Luis shakes his head. “We killed someone before—”
“Hey, guy, hey, no . . .” Josh says, and puts the helmet on. His head sinks between his shoulders and he pulls the helmet’s crown over his eye
s, as though he can’t bear to watch.
Luis says, “He was old.” He isn’t looking at Ramola, but he isn’t looking at the old man either. “Wasn’t all our fault. We didn’t know what we were doing.” The defeated tone of his voice belies the boast or threat inherent within the we-killed-a-guy confession regardless as to whether it is the truth or a lie. Is he saying they killed another infected old man?
She says, “This would be different, Luis. You know what you are doing because I’m telling you. You’d be choosing to kill a man now. There wouldn’t be any doubt or question.”
“We’d be helping him. Putting him out of his misery. There’s no cure,” Josh says.
It’s clear to Ramola this is empty posturing on Josh’s part. Or maybe it’s what she wants to believe. Ramola unleashes her most withering look, and Josh dries up, shrinks, and suddenly discovers the tops of his sneakers to be fascinating.
The moment of potential further violence has passed. Ramola feels it, like an easing of barometric pressure. She says, “You don’t get to decide that.” Ramola tosses the staff into Josh’s chest.
He catches it and mumbles, an admonished child, “Neither do you,” but again, doesn’t dare return her glare.

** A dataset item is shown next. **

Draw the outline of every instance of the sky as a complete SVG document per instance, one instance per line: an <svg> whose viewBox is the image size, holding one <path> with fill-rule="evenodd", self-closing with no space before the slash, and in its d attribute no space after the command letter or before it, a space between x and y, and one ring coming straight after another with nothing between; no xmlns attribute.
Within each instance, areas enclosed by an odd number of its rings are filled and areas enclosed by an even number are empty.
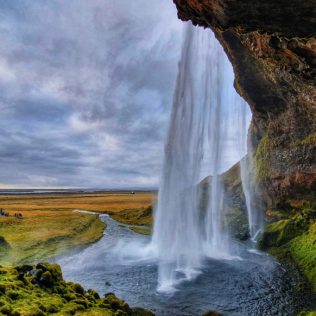
<svg viewBox="0 0 316 316"><path fill-rule="evenodd" d="M0 2L0 188L157 187L184 23L170 0Z"/></svg>
<svg viewBox="0 0 316 316"><path fill-rule="evenodd" d="M1 1L0 189L157 188L184 29L171 0Z"/></svg>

The old man has stopped moving. His breathing is labored and arrhythmic. His eyes are closed.
The bat sags in Luis’s hands, a flag gone limp. He nods at Ramola and walks over to his friend. Josh pats him on the back, mumbles belated commentary about Luis “pillaging the zombie’s cut” with one swing.
Ramola walks past the huddled, whispering teens (their annoying bro lingo all but indecipherable) to the ambulance door and opens it. She begins to ask if Natalie was able to get through to 911 or communicate directly with Dr. Awolesi, but stops. Natalie isn’t in her seat.
Ramola climbs into and inspects the empty cab as though she might find Natalie crouching or hiding on the cab floor, folded neatly into the center console. She throws a panicked look into the rear of the ambulance, but she isn’t there either. Ramola shouts Natalie’s name as she slides out of the ambulance, landing awkwardly onto Bay Road. She slams the driver’s door shut.